Thomas Brentnall

Thomas Brentnall (1846 – 1937) was an English-born Australian chartered accountant and musician.

Early life and background

Brentnall was born on 30 December 1846 at Escomb, County Durham, England, son of Joseph Edmund Brentnall, a chemist, and his wife Mary Ann, née Strutt. The family lived at Eston, Yorkshire, and Brentnall was educated at private schools at Great Ayton and Darlington. He was the nephew of Thomas Brentnall, the 9th Mayor of Middlesbrough (1862). He matriculated at the University of Durham but on departing education he joined the Middlesbrough branch of the National Provincial Bank of England. In 1874 at Bedford he married Caroline Crossley, and for the several years they lived at Prestonpans, Scotland, where Brentnall worked for a colliery company.

Emigration to Australia

Brentnall lived in South Yarra, Victoria

In 1878 Brentnall decided to migrate to Australia and with his wife and young son arrived in Melbourne in November in the Loch Tay. After working briefly with the London Bank of Australia Brentnall established himself as a public accountant, and acquired two existing practices which brought him an immediate clientele of top Australian businessmen and pastoralists. Despite an early financial setback, owing to a defaulting partner whose liabilities Brentnall fully repaid, he developed a successful business which evolved with several names, Brentnall & Riley, Brentnall, Norton & Co., and Brentnall, Mewton & Butler. From 1880 he lived at Newnham, Caroline Street, in South Yarra.

In 1886 he helped to found the Incorporated Institute of Accountants, Victoria, and became president of the institute in 1898. In 1907 he was first president of the Australasian Corporation of Public Accountants and in 1928, when a royal charter was granted, he became first president of the Institute of Chartered Accountants in Australia. Later in life he served many years at the Victorian Companies Auditors' Board as examiner, director and chairman.

Musical work

Brentnall was a keen musician and most notably a violinist and often performed in Melbourne. He also sang with the Metropolitan Liedertafel and in the Centennial Exhibition choir of 1888, and acted as organist for several local churches. He was president of the Melbourne Music Club and the Victorian division of the British Music Society, and was an important financial guarantor of the Melbourne Symphony Orchestra in the late 1920s.

Brentnall was also an active trustee and vice-president of the Melbourne Newsboys' Society; he was also a director of the Royal Humane Society for forty years, and president for eleven.

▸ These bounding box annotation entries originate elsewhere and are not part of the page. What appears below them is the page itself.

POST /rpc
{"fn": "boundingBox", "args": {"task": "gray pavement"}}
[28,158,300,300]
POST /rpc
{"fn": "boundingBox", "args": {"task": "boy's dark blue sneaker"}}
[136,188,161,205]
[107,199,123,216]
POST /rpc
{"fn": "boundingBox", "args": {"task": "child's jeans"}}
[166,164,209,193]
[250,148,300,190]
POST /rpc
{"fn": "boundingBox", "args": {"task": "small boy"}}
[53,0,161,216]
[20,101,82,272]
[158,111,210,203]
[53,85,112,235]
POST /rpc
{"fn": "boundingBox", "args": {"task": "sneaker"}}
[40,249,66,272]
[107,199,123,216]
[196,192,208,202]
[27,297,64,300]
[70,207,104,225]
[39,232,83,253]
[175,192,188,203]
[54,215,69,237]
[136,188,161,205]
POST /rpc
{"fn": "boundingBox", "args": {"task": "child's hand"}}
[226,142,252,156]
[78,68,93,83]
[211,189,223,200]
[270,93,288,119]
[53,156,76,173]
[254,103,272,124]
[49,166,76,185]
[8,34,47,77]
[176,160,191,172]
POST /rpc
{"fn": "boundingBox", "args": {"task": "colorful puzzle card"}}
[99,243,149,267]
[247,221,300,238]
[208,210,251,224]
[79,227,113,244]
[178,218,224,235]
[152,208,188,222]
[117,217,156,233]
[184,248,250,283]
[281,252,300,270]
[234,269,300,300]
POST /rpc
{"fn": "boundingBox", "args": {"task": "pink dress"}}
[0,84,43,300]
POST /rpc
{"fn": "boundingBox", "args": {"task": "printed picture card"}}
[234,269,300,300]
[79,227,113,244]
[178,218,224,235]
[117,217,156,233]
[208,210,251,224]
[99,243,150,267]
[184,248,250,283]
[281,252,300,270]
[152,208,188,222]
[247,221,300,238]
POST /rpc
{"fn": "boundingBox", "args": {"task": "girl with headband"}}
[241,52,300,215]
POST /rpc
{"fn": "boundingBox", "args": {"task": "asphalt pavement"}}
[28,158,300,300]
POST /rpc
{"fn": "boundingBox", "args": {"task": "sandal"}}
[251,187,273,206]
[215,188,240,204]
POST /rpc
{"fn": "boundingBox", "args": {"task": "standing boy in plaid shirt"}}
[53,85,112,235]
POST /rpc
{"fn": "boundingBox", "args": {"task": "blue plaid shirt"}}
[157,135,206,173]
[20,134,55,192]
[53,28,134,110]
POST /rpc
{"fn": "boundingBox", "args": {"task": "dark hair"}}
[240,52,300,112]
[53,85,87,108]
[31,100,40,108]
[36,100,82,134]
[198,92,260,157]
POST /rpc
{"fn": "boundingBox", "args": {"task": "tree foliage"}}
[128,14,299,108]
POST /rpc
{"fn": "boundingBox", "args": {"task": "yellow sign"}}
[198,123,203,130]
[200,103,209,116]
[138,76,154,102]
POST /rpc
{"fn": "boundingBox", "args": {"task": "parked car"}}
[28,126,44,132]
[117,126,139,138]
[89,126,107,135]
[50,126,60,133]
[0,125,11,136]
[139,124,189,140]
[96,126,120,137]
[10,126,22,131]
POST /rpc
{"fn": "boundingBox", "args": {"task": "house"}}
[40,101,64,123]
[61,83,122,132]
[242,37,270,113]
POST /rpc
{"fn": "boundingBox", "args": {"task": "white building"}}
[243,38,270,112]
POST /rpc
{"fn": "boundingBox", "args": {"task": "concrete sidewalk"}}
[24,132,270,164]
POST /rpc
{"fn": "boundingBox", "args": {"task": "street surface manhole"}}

Brentnall was a keen golfer; as early as 1874 he had been a member of the Royal Musselburgh Club in Scotland. His companionship with J. M. Bruce led to the founding of the (Royal) Melbourne Golf Club. Brentnall was the third captain of the club.

Death

His wife died in 1909 and survived by a son and daughter, Brentnall died at his home on 10 July 1937 and was buried in Boroondara cemetery.